Domain adaptation of statistical classifiers is the problem that arises when the data distribution in our test domain is different from that in our training domain. The need for domain adaptation is prevalent in many real-world classification problems. For example, spam filters can be trained on some public collection of spam and ham emails. But when applied to an individual person's inbox, we may want to ``personalize'' the spam filter, i.e. to adapt the spam filter to fit the person's own distribution of emails in order to achieve better performance.
Although the domain adaptation problem is a fundamental problem in machine learning, it only started gaining much attention very recently (Blitzer et al., 2008; Daumé III and Marcu, 2006; Satpal and Sarawagi, 2007; Daumé III, 2007; Jiang and Zhai, 2007b; Ben-David et al., 2007; Blitzer et al., 2006; Jiang and Zhai, 2007a). However, some special kinds of domain adaptation problems have been studied before under different names including class imbalance (Japkowicz and Stephen, 2002), covariate shift (Shimodaira, 2000), and sample selection bias (Zadrozny, 2004; Heckman, 1979). There are also some closely-related but not equivalent machine learning problems that have been studied extensively, including multi-task learning (Caruana, 1997) and semi-supervised learning (Chapelle et al., 2006; Zhu, 2005).

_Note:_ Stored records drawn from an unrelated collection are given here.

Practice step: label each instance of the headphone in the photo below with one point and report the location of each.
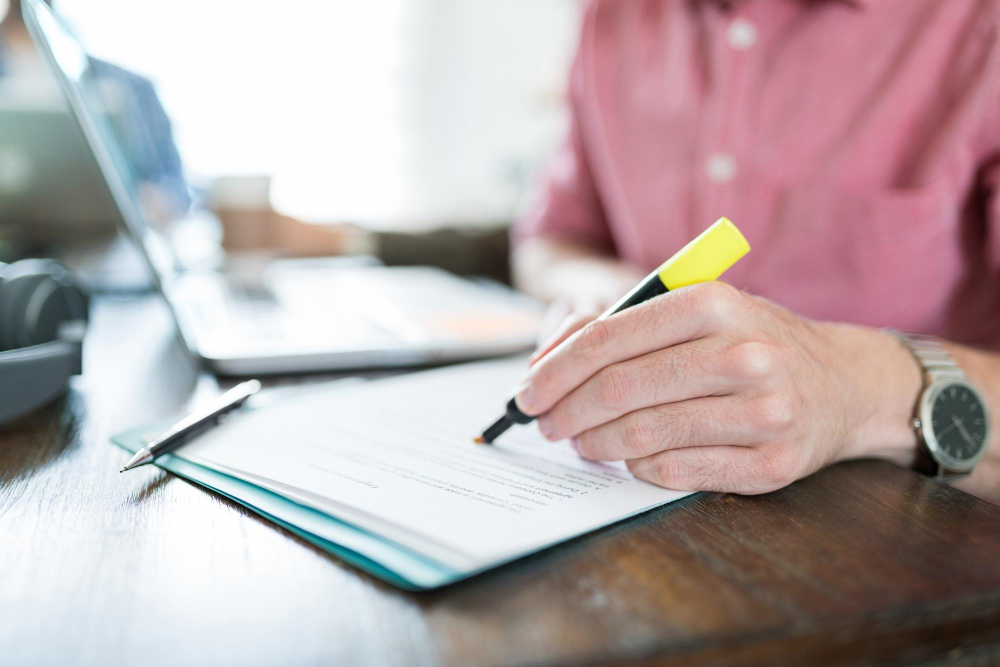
(43, 316)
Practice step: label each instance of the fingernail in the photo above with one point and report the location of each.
(525, 399)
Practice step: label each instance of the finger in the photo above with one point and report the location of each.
(747, 470)
(704, 367)
(673, 318)
(699, 422)
(569, 326)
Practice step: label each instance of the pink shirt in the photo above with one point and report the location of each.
(856, 143)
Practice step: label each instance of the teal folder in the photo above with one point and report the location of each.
(397, 562)
(391, 562)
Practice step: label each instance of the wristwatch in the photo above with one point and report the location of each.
(950, 418)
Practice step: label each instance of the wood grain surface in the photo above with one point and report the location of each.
(862, 563)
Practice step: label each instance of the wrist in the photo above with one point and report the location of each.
(882, 391)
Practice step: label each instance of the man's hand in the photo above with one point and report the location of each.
(708, 388)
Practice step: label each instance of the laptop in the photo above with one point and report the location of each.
(295, 315)
(49, 182)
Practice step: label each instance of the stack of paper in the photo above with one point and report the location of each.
(385, 474)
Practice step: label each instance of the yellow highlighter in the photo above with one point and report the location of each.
(705, 258)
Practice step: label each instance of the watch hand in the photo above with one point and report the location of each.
(938, 435)
(965, 433)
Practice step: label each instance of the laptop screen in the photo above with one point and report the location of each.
(95, 103)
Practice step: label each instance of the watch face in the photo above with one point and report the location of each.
(958, 425)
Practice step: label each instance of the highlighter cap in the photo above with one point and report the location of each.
(706, 257)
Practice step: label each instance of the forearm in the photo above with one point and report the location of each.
(551, 269)
(894, 381)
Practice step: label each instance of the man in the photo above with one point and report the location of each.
(855, 143)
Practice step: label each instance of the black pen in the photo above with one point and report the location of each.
(705, 258)
(194, 424)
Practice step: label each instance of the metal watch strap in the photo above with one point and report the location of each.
(931, 355)
(937, 364)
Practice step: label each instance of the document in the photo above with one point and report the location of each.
(396, 458)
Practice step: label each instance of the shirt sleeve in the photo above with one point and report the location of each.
(566, 202)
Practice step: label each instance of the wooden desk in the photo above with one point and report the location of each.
(861, 561)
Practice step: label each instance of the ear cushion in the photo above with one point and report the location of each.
(36, 298)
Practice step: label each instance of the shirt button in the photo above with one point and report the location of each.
(742, 34)
(720, 168)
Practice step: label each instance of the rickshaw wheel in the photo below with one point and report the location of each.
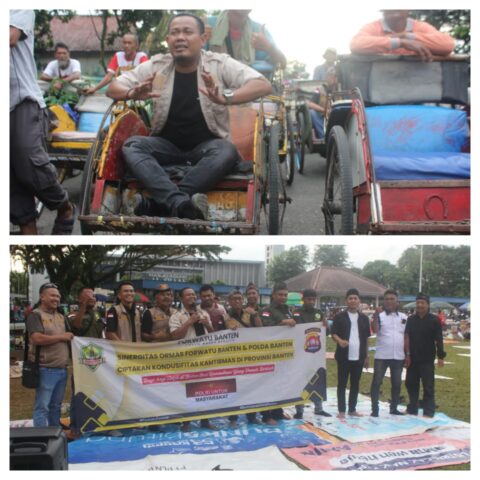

In this literature survey, we review some existing work in both the machine learning and the natural language processing communities related to domain adaptation. The goal of this survey is twofold. First, there have been a number of methods proposed to address domain adaptation, but it is not clear how these methods are related to each other. This survey thus tries to organize the existing work and lay out an overall picture of the domain adaptation problem with its possible solutions. Second, a systematic literature survey naturally reveals the limitations of current work and points out promising directions that should be explored in the future.
Because domain adaptation is a relatively new topic that is still constantly attracting attention, our survey is necessarily incomplete. Nevertheless, we try to cover the major lines of work that we are aware of up to the date this survey is written. This survey will also be updated periodically.